Stuff They Don’t Want You To Know – Conspiracy theories that won’t go away
By David Southwell and Graeme Donald
ISBN: 978 1 787 3907 44
We all love a bit of a conspiracy, it makes life more fulfilling! Messrs Southwell (journalist and author) and Donald (historian and author) have investigated around eighty conspiracies, delving into records, interviewing key suspects and prising open cover-ups to create 208pp of ‘wow-factor’, supported by photography and evidence that will make your head spin. Needless to say, politics is well covered but so too are the organisations known for perpetrating innumerable ‘falsehoods’. Each chapter of the book highlights the facts as we all know them, followed by the extenuating circumstances and the most convincing and often contrary evidence. However, it is mildly disturbing to discover areas of commonality in ‘the usual suspects’ and also ‘the strange parts’. In truth, the book is constructed most neatly and follows a set system to either debunk, or support individual beliefs.
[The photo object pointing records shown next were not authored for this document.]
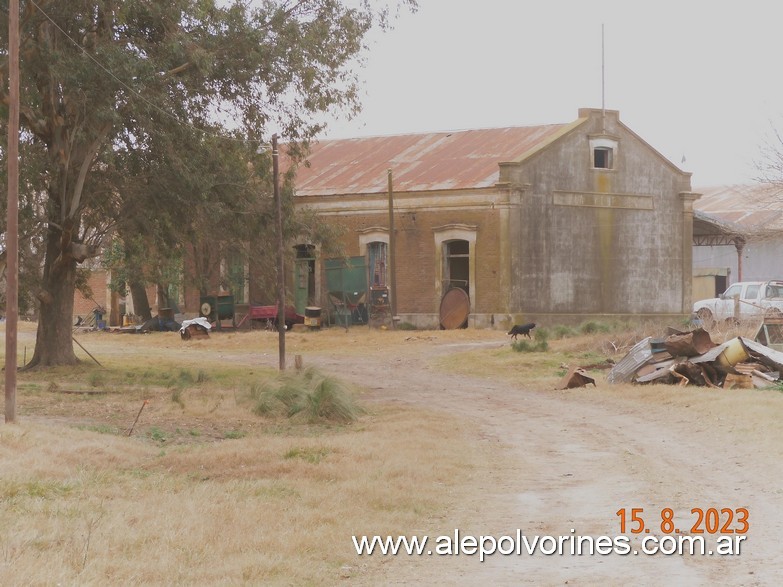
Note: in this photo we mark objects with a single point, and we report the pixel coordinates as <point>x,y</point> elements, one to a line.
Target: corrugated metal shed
<point>751,208</point>
<point>420,162</point>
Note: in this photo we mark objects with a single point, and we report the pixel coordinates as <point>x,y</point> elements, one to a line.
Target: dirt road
<point>568,461</point>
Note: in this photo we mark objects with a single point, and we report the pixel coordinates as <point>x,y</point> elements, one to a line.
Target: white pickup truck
<point>756,299</point>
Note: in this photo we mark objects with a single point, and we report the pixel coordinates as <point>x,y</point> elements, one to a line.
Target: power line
<point>135,92</point>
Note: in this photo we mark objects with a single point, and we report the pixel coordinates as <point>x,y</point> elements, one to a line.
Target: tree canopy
<point>142,113</point>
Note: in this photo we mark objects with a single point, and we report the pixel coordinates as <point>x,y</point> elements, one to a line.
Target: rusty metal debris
<point>692,358</point>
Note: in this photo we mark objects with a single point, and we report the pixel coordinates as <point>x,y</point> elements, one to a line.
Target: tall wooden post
<point>392,253</point>
<point>280,257</point>
<point>12,230</point>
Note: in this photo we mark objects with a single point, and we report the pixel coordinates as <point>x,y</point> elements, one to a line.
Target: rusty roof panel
<point>421,162</point>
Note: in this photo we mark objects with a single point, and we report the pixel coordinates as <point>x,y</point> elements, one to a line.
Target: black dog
<point>523,329</point>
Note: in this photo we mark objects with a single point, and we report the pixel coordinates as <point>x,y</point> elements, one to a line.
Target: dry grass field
<point>457,431</point>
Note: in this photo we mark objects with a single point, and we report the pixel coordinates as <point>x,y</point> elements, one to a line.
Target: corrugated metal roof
<point>753,208</point>
<point>419,162</point>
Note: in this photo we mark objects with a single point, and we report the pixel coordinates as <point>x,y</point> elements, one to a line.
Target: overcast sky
<point>701,80</point>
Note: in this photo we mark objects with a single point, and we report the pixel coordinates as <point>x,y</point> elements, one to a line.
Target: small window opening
<point>602,158</point>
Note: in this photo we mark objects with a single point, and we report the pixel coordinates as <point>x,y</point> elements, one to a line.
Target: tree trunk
<point>54,341</point>
<point>141,304</point>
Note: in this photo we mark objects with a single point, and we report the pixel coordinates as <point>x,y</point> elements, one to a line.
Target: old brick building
<point>547,223</point>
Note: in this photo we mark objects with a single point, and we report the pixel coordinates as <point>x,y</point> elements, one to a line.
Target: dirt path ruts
<point>578,457</point>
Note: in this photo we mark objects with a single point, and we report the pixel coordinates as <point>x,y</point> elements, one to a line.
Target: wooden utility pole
<point>392,253</point>
<point>12,231</point>
<point>280,257</point>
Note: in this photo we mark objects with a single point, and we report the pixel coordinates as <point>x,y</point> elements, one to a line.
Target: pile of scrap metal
<point>685,358</point>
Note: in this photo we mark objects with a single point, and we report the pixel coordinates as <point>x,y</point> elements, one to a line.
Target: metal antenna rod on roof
<point>603,83</point>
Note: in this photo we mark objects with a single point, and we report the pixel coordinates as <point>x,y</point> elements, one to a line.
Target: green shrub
<point>593,327</point>
<point>562,331</point>
<point>309,396</point>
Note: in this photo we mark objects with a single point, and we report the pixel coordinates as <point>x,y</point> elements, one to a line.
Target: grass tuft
<point>310,396</point>
<point>540,345</point>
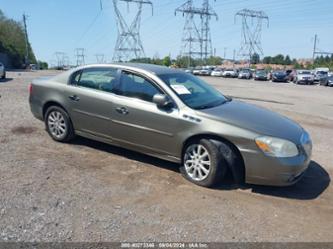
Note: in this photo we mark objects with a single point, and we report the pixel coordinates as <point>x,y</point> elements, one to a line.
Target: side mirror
<point>162,101</point>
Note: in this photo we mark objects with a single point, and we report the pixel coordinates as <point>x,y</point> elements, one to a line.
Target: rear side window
<point>103,79</point>
<point>135,86</point>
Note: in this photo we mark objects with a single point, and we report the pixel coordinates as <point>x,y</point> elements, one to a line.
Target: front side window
<point>194,92</point>
<point>135,86</point>
<point>97,78</point>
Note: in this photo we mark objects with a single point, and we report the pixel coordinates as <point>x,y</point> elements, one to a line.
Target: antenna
<point>196,43</point>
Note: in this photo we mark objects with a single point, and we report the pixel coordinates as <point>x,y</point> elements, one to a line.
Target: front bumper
<point>265,170</point>
<point>280,79</point>
<point>302,81</point>
<point>36,108</point>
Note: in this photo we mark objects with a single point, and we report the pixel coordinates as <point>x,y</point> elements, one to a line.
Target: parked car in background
<point>217,72</point>
<point>176,116</point>
<point>196,70</point>
<point>280,76</point>
<point>304,77</point>
<point>261,75</point>
<point>245,74</point>
<point>231,73</point>
<point>291,74</point>
<point>320,76</point>
<point>205,72</point>
<point>2,71</point>
<point>328,81</point>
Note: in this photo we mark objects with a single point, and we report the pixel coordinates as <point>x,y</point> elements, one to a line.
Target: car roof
<point>155,69</point>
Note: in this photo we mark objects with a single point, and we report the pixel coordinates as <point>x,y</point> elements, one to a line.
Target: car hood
<point>306,76</point>
<point>280,75</point>
<point>256,119</point>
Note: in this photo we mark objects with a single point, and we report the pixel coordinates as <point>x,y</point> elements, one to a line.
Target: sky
<point>63,25</point>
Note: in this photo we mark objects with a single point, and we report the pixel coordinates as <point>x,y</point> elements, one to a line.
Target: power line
<point>252,22</point>
<point>128,44</point>
<point>100,58</point>
<point>316,50</point>
<point>80,56</point>
<point>196,43</point>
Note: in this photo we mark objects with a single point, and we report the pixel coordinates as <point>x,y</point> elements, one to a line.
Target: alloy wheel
<point>197,162</point>
<point>57,125</point>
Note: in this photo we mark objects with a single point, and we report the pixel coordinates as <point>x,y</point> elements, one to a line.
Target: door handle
<point>122,110</point>
<point>74,97</point>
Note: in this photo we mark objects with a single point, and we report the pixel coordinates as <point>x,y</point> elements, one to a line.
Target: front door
<point>90,100</point>
<point>137,121</point>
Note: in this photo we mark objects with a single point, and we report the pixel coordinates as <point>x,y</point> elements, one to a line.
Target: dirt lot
<point>89,191</point>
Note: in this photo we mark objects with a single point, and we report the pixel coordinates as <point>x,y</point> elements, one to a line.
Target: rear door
<point>90,98</point>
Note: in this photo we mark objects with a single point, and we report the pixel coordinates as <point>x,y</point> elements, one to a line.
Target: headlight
<point>276,147</point>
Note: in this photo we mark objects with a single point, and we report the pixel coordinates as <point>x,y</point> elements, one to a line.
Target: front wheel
<point>58,124</point>
<point>203,164</point>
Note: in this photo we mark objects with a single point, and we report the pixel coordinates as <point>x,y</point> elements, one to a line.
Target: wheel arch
<point>238,169</point>
<point>50,103</point>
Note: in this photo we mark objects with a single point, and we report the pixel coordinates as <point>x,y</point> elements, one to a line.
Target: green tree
<point>12,41</point>
<point>214,60</point>
<point>287,60</point>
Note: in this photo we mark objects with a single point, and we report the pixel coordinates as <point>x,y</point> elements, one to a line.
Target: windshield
<point>304,72</point>
<point>193,91</point>
<point>260,72</point>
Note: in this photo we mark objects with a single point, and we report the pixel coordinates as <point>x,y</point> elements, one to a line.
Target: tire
<point>192,164</point>
<point>58,124</point>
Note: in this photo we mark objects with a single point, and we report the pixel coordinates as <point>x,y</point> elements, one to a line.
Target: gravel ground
<point>89,191</point>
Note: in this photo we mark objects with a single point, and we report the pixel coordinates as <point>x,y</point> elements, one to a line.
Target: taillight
<point>30,88</point>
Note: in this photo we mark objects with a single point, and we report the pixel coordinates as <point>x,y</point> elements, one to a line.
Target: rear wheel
<point>203,164</point>
<point>58,124</point>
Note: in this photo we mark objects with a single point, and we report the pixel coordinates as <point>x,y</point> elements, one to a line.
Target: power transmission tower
<point>26,59</point>
<point>100,58</point>
<point>207,13</point>
<point>128,44</point>
<point>314,47</point>
<point>196,42</point>
<point>316,51</point>
<point>79,54</point>
<point>60,59</point>
<point>252,22</point>
<point>191,40</point>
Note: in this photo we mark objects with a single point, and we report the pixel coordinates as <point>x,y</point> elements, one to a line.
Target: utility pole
<point>317,51</point>
<point>234,58</point>
<point>196,42</point>
<point>128,44</point>
<point>314,47</point>
<point>191,40</point>
<point>79,54</point>
<point>100,58</point>
<point>252,22</point>
<point>60,59</point>
<point>26,60</point>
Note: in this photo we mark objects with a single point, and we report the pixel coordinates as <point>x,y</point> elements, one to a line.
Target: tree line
<point>180,61</point>
<point>322,61</point>
<point>12,43</point>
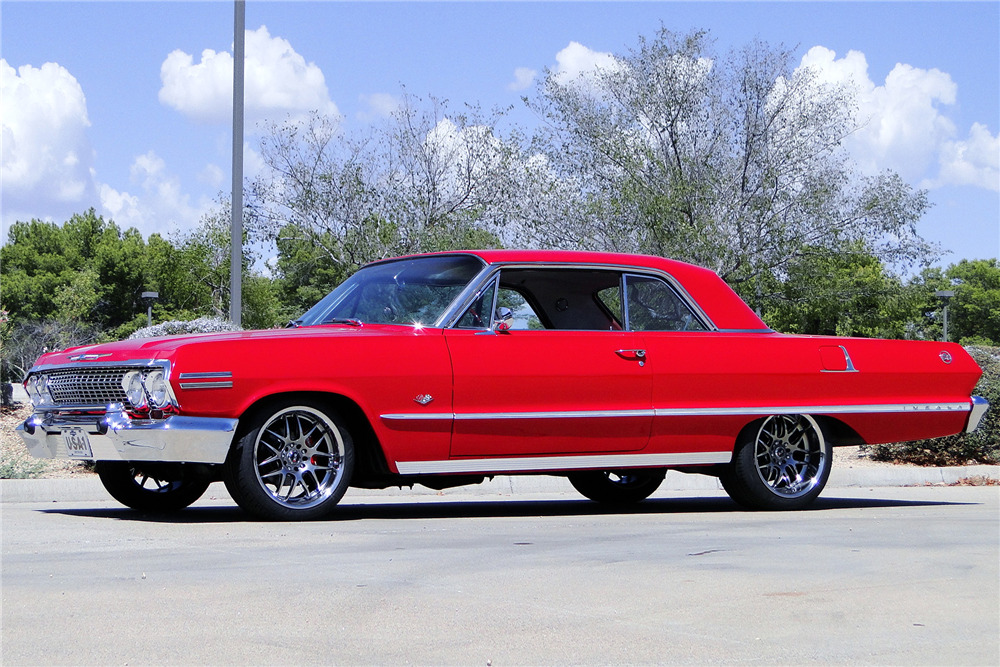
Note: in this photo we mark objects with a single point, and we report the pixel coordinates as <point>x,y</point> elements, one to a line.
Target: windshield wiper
<point>343,320</point>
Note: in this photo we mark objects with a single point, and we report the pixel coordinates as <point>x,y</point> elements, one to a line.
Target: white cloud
<point>278,82</point>
<point>577,62</point>
<point>47,159</point>
<point>523,78</point>
<point>905,126</point>
<point>974,161</point>
<point>160,206</point>
<point>378,105</point>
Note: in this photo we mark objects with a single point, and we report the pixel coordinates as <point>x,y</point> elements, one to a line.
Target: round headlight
<point>159,391</point>
<point>134,391</point>
<point>33,387</point>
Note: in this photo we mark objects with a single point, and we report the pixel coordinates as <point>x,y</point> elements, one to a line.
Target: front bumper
<point>114,436</point>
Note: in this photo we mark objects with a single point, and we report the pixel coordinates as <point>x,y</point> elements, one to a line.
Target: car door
<point>529,388</point>
<point>691,367</point>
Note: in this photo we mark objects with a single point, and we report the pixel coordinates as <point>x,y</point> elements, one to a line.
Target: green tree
<point>845,294</point>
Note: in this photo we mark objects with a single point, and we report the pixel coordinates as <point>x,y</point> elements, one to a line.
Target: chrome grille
<point>89,386</point>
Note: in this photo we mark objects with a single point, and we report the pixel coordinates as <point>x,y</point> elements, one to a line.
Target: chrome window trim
<point>453,313</point>
<point>579,462</point>
<point>464,299</point>
<point>681,293</point>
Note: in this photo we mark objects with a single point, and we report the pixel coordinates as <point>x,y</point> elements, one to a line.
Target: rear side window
<point>653,305</point>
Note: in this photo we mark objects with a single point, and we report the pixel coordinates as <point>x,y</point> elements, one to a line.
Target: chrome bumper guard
<point>979,407</point>
<point>114,436</point>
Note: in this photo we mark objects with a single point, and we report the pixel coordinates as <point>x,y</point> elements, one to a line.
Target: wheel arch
<point>835,431</point>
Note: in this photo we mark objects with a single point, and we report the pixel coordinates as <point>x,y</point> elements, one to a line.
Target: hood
<point>166,346</point>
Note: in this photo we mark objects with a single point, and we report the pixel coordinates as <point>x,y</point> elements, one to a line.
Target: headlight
<point>38,391</point>
<point>134,391</point>
<point>159,390</point>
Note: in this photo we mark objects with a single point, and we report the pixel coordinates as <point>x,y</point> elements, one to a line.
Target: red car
<point>447,368</point>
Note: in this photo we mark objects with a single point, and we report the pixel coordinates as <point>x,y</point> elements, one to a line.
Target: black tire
<point>783,465</point>
<point>152,487</point>
<point>617,487</point>
<point>293,463</point>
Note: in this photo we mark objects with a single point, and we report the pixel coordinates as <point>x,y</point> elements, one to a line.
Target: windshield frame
<point>323,311</point>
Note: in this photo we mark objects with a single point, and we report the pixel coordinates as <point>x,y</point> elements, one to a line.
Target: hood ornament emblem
<point>88,357</point>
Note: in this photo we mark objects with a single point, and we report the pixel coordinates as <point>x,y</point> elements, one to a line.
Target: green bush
<point>981,446</point>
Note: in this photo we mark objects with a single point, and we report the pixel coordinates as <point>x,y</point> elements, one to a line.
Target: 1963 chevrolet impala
<point>444,369</point>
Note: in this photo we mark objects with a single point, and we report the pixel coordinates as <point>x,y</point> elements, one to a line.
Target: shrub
<point>178,328</point>
<point>981,446</point>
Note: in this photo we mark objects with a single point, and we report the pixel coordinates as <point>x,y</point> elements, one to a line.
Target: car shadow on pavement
<point>498,508</point>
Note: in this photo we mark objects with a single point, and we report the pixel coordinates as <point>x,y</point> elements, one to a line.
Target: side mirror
<point>502,320</point>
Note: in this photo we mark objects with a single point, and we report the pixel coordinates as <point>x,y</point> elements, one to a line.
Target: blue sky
<point>121,105</point>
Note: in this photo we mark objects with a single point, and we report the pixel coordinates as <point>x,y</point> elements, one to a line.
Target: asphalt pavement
<point>878,576</point>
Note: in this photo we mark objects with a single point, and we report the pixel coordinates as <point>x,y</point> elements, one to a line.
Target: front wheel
<point>293,463</point>
<point>617,487</point>
<point>152,487</point>
<point>784,466</point>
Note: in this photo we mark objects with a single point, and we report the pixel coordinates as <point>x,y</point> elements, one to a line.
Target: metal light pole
<point>149,306</point>
<point>945,295</point>
<point>236,258</point>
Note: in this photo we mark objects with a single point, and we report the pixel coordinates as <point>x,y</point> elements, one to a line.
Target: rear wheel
<point>617,486</point>
<point>785,465</point>
<point>152,487</point>
<point>294,463</point>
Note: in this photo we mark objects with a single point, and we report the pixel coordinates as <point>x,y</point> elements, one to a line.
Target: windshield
<point>405,291</point>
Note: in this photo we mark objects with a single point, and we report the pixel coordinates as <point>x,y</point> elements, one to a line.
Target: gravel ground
<point>15,461</point>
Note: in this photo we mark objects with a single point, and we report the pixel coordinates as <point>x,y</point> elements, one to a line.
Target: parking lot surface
<point>871,576</point>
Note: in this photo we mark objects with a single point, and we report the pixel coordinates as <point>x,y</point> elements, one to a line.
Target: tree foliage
<point>734,162</point>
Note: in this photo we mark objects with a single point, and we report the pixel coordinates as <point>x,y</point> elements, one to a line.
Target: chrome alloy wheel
<point>299,456</point>
<point>790,454</point>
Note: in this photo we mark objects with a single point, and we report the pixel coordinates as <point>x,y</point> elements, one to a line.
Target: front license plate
<point>77,443</point>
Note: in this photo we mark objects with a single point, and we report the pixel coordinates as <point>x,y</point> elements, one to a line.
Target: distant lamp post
<point>944,295</point>
<point>149,305</point>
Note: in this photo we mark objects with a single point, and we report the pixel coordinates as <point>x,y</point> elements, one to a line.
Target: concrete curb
<point>89,488</point>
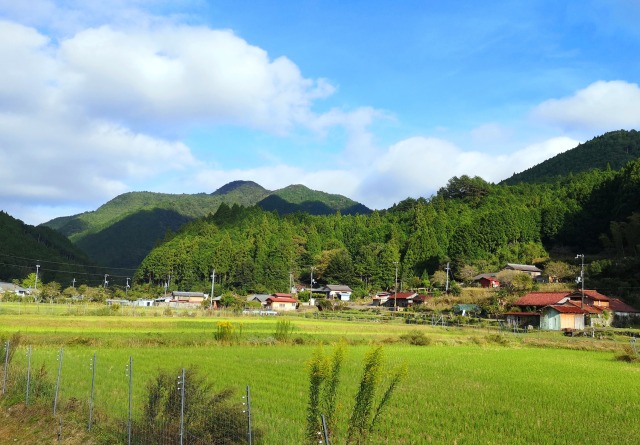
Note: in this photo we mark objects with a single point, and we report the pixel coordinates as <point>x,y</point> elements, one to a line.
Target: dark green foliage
<point>123,231</point>
<point>21,244</point>
<point>610,151</point>
<point>209,416</point>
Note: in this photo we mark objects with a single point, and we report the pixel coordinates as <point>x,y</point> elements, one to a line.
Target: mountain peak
<point>235,185</point>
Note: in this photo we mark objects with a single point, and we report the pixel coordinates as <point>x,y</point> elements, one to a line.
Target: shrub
<point>209,416</point>
<point>284,329</point>
<point>417,338</point>
<point>227,331</point>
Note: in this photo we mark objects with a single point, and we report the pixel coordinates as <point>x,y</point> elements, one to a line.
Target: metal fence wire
<point>176,408</point>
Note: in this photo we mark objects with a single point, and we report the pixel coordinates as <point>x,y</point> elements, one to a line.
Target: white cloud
<point>602,106</point>
<point>180,74</point>
<point>274,177</point>
<point>84,117</point>
<point>419,166</point>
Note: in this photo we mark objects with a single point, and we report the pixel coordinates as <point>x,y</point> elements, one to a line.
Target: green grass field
<point>470,386</point>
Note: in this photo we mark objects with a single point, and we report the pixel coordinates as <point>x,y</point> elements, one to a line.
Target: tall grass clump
<point>629,354</point>
<point>227,331</point>
<point>209,416</point>
<point>284,329</point>
<point>324,379</point>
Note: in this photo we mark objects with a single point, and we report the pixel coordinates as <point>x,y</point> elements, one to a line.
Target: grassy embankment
<point>467,386</point>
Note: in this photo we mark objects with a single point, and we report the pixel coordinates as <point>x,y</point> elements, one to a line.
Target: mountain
<point>121,232</point>
<point>23,246</point>
<point>298,198</point>
<point>611,150</point>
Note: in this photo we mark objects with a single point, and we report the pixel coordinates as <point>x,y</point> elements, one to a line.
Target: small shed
<point>523,319</point>
<point>466,309</point>
<point>188,297</point>
<point>489,282</point>
<point>559,317</point>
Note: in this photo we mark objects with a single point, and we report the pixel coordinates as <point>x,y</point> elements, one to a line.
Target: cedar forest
<point>472,225</point>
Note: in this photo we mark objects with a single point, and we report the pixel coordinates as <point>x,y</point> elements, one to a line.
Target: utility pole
<point>395,289</point>
<point>311,282</point>
<point>446,286</point>
<point>213,280</point>
<point>581,257</point>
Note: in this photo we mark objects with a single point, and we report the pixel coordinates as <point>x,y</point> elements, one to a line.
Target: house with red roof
<point>558,317</point>
<point>539,300</point>
<point>562,310</point>
<point>399,300</point>
<point>281,302</point>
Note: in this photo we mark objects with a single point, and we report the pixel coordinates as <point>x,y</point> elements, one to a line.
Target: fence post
<point>181,387</point>
<point>55,399</point>
<point>93,385</point>
<point>6,365</point>
<point>28,374</point>
<point>325,431</point>
<point>249,414</point>
<point>130,371</point>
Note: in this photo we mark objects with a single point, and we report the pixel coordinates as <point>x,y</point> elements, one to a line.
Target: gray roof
<point>522,267</point>
<point>338,288</point>
<point>485,275</point>
<point>258,297</point>
<point>187,294</point>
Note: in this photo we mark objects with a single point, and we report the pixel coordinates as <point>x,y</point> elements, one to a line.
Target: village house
<point>337,291</point>
<point>10,288</point>
<point>281,302</point>
<point>566,310</point>
<point>531,270</point>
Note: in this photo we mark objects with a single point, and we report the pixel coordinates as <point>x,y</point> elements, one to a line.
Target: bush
<point>227,331</point>
<point>209,417</point>
<point>284,329</point>
<point>417,338</point>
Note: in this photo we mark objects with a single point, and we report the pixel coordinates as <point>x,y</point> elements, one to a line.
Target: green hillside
<point>298,198</point>
<point>121,232</point>
<point>611,150</point>
<point>472,225</point>
<point>23,246</point>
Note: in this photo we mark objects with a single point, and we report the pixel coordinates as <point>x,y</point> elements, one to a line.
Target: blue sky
<point>378,101</point>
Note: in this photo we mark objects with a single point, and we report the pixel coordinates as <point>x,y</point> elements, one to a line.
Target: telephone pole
<point>581,257</point>
<point>213,280</point>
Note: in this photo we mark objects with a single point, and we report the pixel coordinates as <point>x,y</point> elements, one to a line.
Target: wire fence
<point>177,407</point>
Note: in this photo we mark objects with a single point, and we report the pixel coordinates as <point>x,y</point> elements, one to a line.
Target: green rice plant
<point>209,416</point>
<point>228,331</point>
<point>362,422</point>
<point>416,338</point>
<point>284,329</point>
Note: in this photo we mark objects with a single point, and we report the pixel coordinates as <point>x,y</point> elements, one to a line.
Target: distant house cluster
<point>490,280</point>
<point>557,311</point>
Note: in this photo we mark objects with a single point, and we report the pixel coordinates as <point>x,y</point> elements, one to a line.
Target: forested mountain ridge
<point>611,150</point>
<point>470,224</point>
<point>121,232</point>
<point>23,246</point>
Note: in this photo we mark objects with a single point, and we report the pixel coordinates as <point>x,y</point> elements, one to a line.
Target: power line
<point>67,264</point>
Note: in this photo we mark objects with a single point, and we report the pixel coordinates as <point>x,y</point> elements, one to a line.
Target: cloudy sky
<point>375,100</point>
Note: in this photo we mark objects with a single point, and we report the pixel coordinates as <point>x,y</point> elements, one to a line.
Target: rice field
<point>467,387</point>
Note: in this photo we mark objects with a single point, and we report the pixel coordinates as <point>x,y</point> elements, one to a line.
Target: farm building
<point>281,302</point>
<point>188,297</point>
<point>523,319</point>
<point>531,270</point>
<point>338,291</point>
<point>558,317</point>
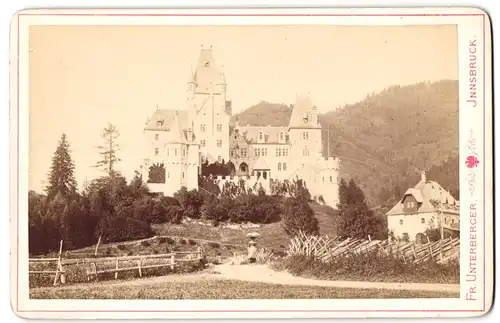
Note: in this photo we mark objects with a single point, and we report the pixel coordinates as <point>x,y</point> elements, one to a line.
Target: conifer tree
<point>109,150</point>
<point>298,215</point>
<point>61,175</point>
<point>356,219</point>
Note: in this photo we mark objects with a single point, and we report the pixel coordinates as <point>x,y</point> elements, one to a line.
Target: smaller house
<point>425,206</point>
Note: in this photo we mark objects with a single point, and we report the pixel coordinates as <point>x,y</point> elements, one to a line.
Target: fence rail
<point>122,264</point>
<point>325,248</point>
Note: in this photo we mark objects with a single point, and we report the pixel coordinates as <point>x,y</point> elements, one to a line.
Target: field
<point>223,289</point>
<point>366,275</point>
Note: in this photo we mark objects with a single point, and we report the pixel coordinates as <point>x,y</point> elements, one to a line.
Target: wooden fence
<point>93,267</point>
<point>325,248</point>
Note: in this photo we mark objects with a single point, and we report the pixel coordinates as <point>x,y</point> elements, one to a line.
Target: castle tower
<point>208,110</point>
<point>305,132</point>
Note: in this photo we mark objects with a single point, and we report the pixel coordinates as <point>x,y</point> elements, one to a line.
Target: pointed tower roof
<point>207,74</point>
<point>302,113</point>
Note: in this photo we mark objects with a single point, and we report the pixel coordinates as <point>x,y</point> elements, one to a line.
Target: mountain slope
<point>385,140</point>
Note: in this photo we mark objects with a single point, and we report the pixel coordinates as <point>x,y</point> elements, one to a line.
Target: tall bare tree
<point>109,150</point>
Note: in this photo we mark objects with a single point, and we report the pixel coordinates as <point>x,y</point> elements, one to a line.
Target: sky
<point>82,77</point>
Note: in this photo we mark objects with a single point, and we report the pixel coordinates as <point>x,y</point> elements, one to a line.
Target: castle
<point>178,142</point>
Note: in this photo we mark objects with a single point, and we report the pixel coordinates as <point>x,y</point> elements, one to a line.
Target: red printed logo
<point>471,161</point>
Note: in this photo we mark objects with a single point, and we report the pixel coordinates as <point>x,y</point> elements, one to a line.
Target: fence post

Great fun to read and sure to raise more than a few post-prandial discourses.
The Ultimate Encyclopaedia of Tennis
By John Parsons and Henry Wancke
ISBN: 978 1 787 3905 77
It is summer. Summer means sport in the UK, with Henley, the Grand Prix, Goodwood and Wimbledon all commanding their share of attention. However, most compelling to the majority of spectators, TV viewers and radio listeners is the wonderful world of tennis. First published no less than two decades ago, this latest imprint is the updated version of a world-renowned book. Sadly, its main protagonist (John Parsons) died in 2004 but his colleague from the journalists’ box, Henry Wancke, continues to update the contents and JP’s legacy for the sport he loved above all. Sadly, the history of the sport misses a mention of the walled Real Tennis Court, at Falkland Palace, in Scotland, which is a small error in an otherwise concise and comprehensive book on the Sport of Kings. Each nation, each venue, each legendary player and even the rules of the game are annotated in Technicolor detail, complete with a chapter on the scandals, another on the oddities and, finally, the records set over the years. A usefully handy large format book to park next to your favourite armchair, as you indulge in another season of one of the greatest games in the world.